Picasso begann schon als Kind zu malen und seine künstlerische Laufbahn erstreckte sich über fast 80 Jahre. Der Realismus hatte keinen direkten Einfluss auf die Entwicklung des Kubismus, jedoch spiegeln Pablo Picassos früheste Werke Elemente des realistischen Stils wider. Seine Gemälde zeichnen sich durch naturalistische Pinselführung, alltägliche Themen und eine realistische Farbpalette aus.

Ein großer Teil von Picassos Werk in den 1890er Jahren ist von den Alten Spanischen Meistern wie El Greco und Velázquez geprägt, aber in seinen Porträts stellt er die Personen weniger idealisiert dar. Nach seiner Übersiedlung nach Paris im Jahr 1904 wurde Picasso von Henri Toulouse-Lautrec beeinflusst und entwickelte ein soziales Bewusstsein, während er sich der neuen Bewegung des „Modernismus“ anschloss. Picasso experimentierte mit vielen modernen Einflüssen in Bezug auf Stil und Thematik, was zweifellos eine wichtige Rolle bei der Entwicklung des Kubismus spielte.

Welche anderen Kunstrichtungen sind dem Kubismus und dem Realismus ähnlich?

Neben dem Kubismus und dem Realismus gibt es viele westliche Kunstströmungen, die den Anspruch erheben, das Leben und die Themen wahrheitsgetreu darzustellen. Die Bedeutung der Wahrheit variiert jedoch drastisch von Bewegung zu Bewegung.

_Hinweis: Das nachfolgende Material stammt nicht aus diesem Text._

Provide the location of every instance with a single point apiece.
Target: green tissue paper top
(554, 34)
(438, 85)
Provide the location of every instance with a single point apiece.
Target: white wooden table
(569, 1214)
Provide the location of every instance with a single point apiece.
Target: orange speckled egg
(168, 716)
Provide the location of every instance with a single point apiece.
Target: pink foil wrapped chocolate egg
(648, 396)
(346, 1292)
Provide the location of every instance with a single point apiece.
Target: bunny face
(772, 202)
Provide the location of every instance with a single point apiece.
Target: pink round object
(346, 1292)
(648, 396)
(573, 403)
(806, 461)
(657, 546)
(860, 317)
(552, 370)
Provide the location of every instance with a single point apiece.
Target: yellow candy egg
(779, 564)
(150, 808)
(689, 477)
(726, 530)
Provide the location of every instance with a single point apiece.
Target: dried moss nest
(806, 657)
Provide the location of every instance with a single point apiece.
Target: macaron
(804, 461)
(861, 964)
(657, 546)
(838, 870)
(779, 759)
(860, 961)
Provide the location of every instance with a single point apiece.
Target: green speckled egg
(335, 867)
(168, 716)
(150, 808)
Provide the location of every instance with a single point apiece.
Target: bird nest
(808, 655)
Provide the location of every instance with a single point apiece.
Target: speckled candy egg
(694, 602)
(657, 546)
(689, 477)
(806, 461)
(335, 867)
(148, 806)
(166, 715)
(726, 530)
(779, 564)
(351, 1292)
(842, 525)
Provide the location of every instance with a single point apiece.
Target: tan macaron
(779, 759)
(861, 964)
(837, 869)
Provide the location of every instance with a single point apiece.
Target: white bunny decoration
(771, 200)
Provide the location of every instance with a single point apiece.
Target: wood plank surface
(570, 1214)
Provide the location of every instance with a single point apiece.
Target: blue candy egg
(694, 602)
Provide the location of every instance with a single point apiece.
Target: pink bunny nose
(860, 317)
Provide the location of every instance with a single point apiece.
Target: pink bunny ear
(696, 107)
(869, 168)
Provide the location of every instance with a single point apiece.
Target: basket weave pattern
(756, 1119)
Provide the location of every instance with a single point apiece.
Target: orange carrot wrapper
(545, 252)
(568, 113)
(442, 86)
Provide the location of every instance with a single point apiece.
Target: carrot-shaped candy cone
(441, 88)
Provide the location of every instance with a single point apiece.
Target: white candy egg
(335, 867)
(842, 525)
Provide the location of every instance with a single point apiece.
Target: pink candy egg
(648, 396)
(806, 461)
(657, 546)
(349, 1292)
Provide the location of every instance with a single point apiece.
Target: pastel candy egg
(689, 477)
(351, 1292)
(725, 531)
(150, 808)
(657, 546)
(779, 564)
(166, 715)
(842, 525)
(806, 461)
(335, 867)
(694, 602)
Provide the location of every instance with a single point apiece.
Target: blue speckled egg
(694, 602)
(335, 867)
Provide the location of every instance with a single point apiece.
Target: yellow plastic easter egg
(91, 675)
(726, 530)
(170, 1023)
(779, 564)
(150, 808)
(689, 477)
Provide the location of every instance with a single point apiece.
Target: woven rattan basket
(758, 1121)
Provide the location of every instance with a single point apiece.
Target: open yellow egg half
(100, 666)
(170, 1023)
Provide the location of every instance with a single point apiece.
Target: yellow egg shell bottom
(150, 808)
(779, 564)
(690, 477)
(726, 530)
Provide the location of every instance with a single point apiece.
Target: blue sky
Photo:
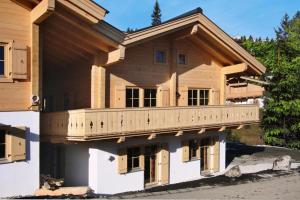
(236, 17)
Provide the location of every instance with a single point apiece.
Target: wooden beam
(115, 56)
(179, 133)
(210, 50)
(202, 131)
(233, 69)
(222, 129)
(36, 64)
(121, 139)
(42, 11)
(55, 34)
(240, 127)
(98, 84)
(82, 13)
(195, 29)
(152, 136)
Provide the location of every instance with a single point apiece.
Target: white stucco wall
(103, 176)
(22, 177)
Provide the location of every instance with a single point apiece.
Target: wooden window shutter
(19, 67)
(198, 151)
(120, 97)
(17, 144)
(216, 97)
(185, 150)
(216, 154)
(122, 161)
(164, 164)
(142, 158)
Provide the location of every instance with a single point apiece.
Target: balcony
(96, 124)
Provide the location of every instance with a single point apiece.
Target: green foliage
(281, 115)
(156, 15)
(281, 120)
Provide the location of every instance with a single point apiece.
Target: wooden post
(36, 62)
(222, 88)
(98, 75)
(173, 77)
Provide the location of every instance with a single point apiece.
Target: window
(133, 158)
(198, 97)
(132, 97)
(150, 97)
(193, 148)
(2, 61)
(2, 144)
(160, 56)
(182, 59)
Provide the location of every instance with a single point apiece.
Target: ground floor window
(193, 148)
(133, 158)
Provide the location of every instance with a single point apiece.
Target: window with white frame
(182, 59)
(2, 144)
(133, 158)
(132, 97)
(2, 59)
(193, 148)
(160, 57)
(150, 97)
(198, 97)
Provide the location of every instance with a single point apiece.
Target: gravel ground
(257, 181)
(284, 186)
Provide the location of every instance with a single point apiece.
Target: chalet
(83, 101)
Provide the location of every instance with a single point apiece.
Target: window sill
(134, 170)
(4, 161)
(6, 80)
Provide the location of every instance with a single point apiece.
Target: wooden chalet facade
(117, 106)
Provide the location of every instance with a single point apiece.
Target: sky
(236, 17)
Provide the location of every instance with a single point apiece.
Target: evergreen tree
(281, 118)
(156, 15)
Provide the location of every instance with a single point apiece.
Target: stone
(235, 171)
(282, 163)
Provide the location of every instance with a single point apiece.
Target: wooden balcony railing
(86, 124)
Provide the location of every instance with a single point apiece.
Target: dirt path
(282, 187)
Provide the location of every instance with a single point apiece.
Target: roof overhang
(199, 23)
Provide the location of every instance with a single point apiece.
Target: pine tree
(156, 15)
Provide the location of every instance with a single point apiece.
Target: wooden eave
(206, 26)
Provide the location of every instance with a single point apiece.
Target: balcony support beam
(121, 139)
(223, 128)
(98, 75)
(152, 136)
(202, 131)
(179, 133)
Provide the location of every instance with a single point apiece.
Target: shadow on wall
(30, 137)
(234, 150)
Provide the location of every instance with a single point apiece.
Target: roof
(194, 17)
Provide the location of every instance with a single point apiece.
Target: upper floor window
(198, 97)
(132, 97)
(182, 59)
(160, 56)
(133, 158)
(150, 97)
(193, 148)
(2, 144)
(2, 59)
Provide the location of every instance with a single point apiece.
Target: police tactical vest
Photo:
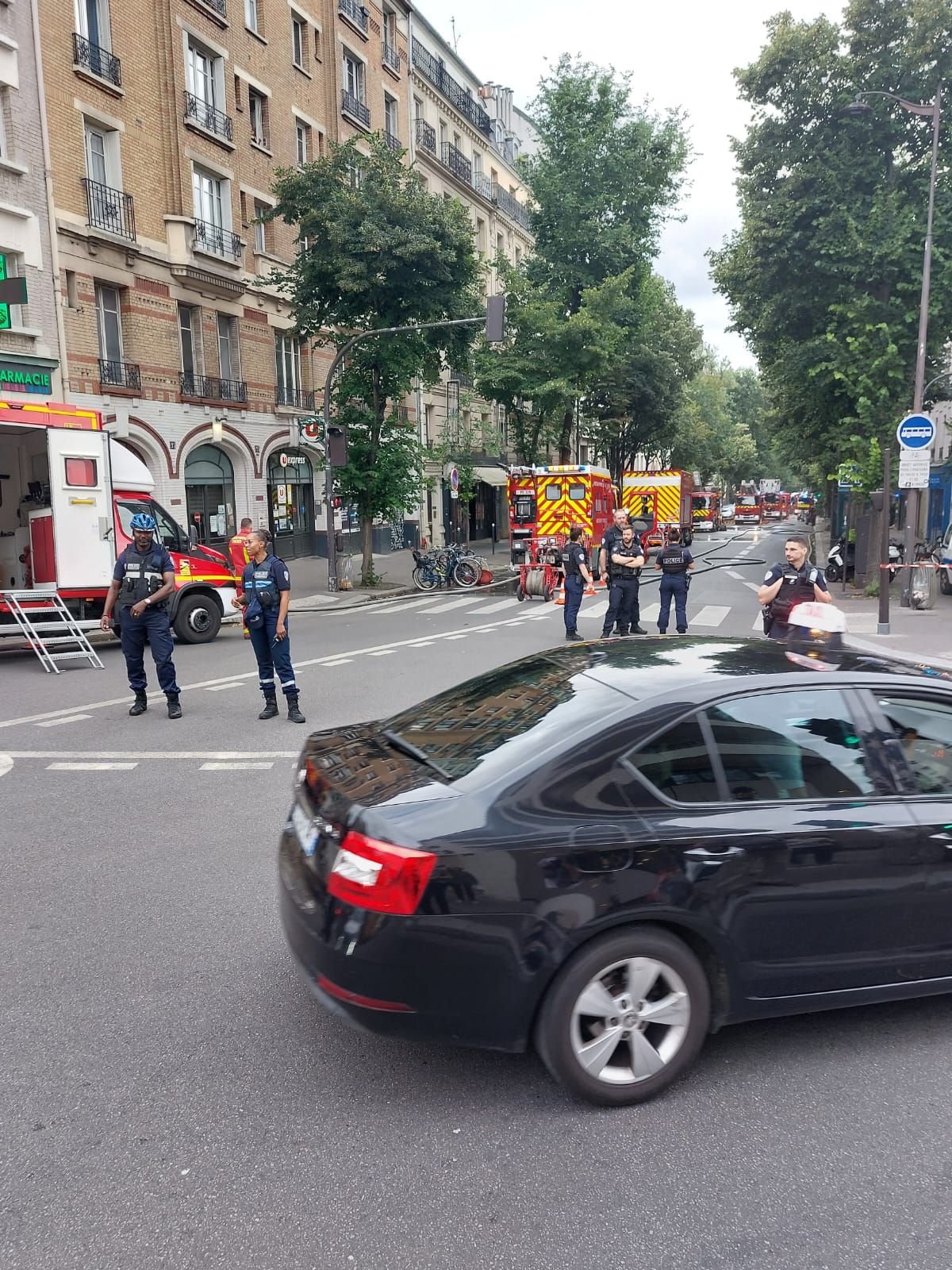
(672, 560)
(144, 577)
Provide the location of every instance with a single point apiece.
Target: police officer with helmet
(143, 581)
(795, 582)
(577, 578)
(266, 596)
(626, 563)
(674, 562)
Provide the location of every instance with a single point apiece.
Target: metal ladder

Der Realismus ist die erste Kunstrichtung seiner Zeit, die die Arbeiterklasse ungeschminkt darstellt und dabei sehr umstritten ist. In der Tat waren viele modernistische Bewegungen umstritten, weil sie mit der von den europäischen Kunstakademien geprägten künstlerischen Tradition brachen.

Der Symbolismus ähnelt dem Realismus insofern, als er versucht, absolute Wahrheiten durch metaphorische Bilder darzustellen, aber er ist eine Reaktion auf den Realismus und Naturalismus. Der Surrealismus hat Wahrheiten über das Unbewusste zutage gefördert. Der Expressionismus suchte die Wahrheit im ungefilterten Ausdruck von Subjektivität und Emotion – die Liste ließe sich fortsetzen.